Pour éviter de payer des millions de dollars en rupture de contrat dans les régions où d'autres DCI sont déjà implantés, le ministre laissera ces contrats arriver à échéance, ce qui devrait prendre «trois ou quatre ans». Chaque région devra ensuite migrer vers le DCI Cristal-Net.

Le ministre assure que les sommes importantes investies dans chaque région pour développer différents DCI ne sont pas perdues. «Ces produits auront eu une durée de vie et été utiles. Dans ces régions, la numérisation des données sera déjà complétée. Il suffira de migrer vers Cristal-Net, ce qui ne sera pas si difficile», dit-il. Le ministre estime d'ailleurs que le personnel du réseau sera tout à fait apte à changer de logiciel sans que des coûts majeurs y soient associés.

Pourquoi?

Pourquoi avoir choisi Cristal-Net et non pas une autre solution? Principalement parce que Cristal-Net est un gratuiciel. «La grosse partie des coûts en technologies de l'information provient de l'achat de licences et de l'évolution du produit. Avec Cristal-Net, on est propriétaires. On peut contrôler le coût de son évolution. Les mises à jour qui coûtent les yeux de la tête, c'est fini», dit le ministre.

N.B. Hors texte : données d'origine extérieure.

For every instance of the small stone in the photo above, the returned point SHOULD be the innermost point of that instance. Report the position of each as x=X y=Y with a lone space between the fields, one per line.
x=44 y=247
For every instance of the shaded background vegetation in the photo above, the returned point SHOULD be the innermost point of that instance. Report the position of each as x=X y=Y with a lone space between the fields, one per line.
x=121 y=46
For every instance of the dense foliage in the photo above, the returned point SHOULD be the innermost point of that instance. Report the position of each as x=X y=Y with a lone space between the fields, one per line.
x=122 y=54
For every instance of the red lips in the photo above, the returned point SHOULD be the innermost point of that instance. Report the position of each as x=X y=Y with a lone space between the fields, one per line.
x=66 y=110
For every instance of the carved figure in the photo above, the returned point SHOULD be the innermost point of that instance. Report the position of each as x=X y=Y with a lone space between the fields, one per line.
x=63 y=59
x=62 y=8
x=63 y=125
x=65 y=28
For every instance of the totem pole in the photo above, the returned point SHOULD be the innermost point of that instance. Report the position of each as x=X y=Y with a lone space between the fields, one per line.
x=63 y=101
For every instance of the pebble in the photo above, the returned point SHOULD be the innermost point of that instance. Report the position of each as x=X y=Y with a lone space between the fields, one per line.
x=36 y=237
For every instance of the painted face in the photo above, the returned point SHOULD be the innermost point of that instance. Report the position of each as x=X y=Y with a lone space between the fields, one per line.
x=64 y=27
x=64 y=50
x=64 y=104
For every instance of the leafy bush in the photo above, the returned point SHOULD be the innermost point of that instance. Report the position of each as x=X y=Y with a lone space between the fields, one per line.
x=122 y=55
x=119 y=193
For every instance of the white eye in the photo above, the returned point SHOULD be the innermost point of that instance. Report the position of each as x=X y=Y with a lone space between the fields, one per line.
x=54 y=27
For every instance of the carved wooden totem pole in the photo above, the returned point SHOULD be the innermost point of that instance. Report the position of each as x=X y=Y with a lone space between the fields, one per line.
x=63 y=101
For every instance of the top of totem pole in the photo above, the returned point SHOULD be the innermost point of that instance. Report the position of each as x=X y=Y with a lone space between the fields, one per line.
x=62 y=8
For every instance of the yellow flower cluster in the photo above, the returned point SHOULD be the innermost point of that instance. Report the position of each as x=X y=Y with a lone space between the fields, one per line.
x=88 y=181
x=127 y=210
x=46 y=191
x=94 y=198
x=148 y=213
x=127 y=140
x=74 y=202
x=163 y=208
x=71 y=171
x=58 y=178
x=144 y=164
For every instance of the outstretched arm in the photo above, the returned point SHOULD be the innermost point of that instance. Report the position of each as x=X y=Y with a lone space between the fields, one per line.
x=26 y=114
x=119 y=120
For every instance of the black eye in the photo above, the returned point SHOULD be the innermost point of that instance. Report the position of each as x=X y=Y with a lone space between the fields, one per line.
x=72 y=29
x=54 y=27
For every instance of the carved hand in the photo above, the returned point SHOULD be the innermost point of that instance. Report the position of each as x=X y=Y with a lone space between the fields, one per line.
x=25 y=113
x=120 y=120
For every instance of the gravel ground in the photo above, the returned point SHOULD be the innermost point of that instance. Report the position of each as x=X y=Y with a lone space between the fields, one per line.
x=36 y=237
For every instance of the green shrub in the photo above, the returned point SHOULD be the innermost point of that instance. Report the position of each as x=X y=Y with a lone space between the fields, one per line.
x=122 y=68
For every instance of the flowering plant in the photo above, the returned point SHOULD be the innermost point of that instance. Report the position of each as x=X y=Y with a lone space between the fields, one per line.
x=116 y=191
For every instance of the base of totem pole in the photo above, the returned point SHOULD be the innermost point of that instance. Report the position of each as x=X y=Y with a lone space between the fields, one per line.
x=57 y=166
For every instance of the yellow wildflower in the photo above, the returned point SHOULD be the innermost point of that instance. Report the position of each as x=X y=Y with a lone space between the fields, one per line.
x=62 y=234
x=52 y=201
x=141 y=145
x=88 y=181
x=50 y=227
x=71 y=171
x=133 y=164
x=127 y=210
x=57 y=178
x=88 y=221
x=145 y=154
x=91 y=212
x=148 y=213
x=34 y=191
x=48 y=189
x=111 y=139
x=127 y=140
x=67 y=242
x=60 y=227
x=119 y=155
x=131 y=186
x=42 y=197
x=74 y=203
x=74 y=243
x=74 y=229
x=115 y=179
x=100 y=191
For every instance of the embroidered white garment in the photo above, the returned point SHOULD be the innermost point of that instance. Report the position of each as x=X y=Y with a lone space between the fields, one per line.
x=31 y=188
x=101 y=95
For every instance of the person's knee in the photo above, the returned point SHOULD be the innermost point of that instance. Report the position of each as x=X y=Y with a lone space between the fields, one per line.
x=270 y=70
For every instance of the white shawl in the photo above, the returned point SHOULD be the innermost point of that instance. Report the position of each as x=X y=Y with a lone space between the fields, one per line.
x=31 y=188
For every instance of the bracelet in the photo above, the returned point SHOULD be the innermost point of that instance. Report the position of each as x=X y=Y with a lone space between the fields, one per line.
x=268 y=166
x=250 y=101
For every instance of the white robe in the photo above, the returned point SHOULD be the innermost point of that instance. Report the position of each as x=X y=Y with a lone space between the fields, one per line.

Professeur titulaire au département d'administration de la santé de l'Université de Montréal, Claude Sicotte confirme que Cristal-Net est le seul gratuiciel offert et qu'adopter un seul DCI dans la province «peut offrir des opportunités intéressantes, notamment des économies d'échelle».

M. Sicotte affirme toutefois qu'il faut s'assurer que le produit est de qualité. «Et je ne peux pas me prononcer sur cette question», dit-il. M. Sicotte explique que le marché des DCI est encore «immature» et qu'il est difficile pour l'instant de savoir quelle est la meilleure solution.

Le ministre assure quant à lui que Cristal-Net a été évalué par des firmes indépendantes et qu'il est «comparable à ce qui se fait de mieux sur le marché».

Pour M. Barrette, cette décision permettra de réaliser d'importantes économies. «S'il y a des changements à apporter, on n'aura pas à payer des centaines de milliers de dollars pour les faire, dit-il. On a les compétences en programmation pour faire évoluer le DCI.»

Plusieurs intervenants joints par La Presse n'ont pas voulu commenter la situation, hier, plaidant ne pas être au courant de la décision, dont le Centre intégré de santé et de services sociaux de Laval, le Centre hospitalier de l'Université de Sherbrooke et le Centre hospitalier de l'Université de Montréal (CHUM). 

La porte-parole de Telus, Jacinthe Beaulieu, a dit ne «pas être au courant de cette annonce/décision». «Alors, il est difficile pour nous de commenter», a-t-elle dit.

Histoire d'une informatisation chaotique

1990: Québec envisage d'informatiser le dossier médical des patients à l'aide de cartes à puce où seraient consignés les renseignements médicaux de chacun. Au moins deux projets pilotes sont lancés au cours des années suivantes.

2000: Le ministre Michel Clair recommande l'implantation de la carte à puce.

2002: Le projet de carte à puce est abandonné.

2006: Lancement du projet de Dossier santé Québec (DSQ), une «banque de données» accessible partout au Québec et contenant des informations cliniques sur les patients dont la médication, les résultats de laboratoire et d'imagerie. Le tout doit se terminer en 2010 et coûter 563 millions.

2008 à 2010: Le Vérificateur général du Québec publie une série de rapports qui soulèvent de sérieuses questions sur la gestion du DSQ et l'informatisation du réseau de la santé. Les échéanciers et les budgets sont notamment jugés irréalistes.

2011: Le vérificateur général estime que le DSQ est un «échec». Québec décide de rapatrier la gestion du DSQ et de tous les dossiers cliniques informatisés (DCI) dans son giron. Le nouvel échéancier est fixé à 2016.

2014: Le ministre Gaétan Barrette annonce que le DSQ sera déployé entièrement en 2016 et que le réseau sera informatisé en entier en 2021 pour 1,6 milliard. En tout, le DSQ devrait coûter 563 millions et le reste de l'informatisation, dont le développement des DCI, un peu plus de 700 millions.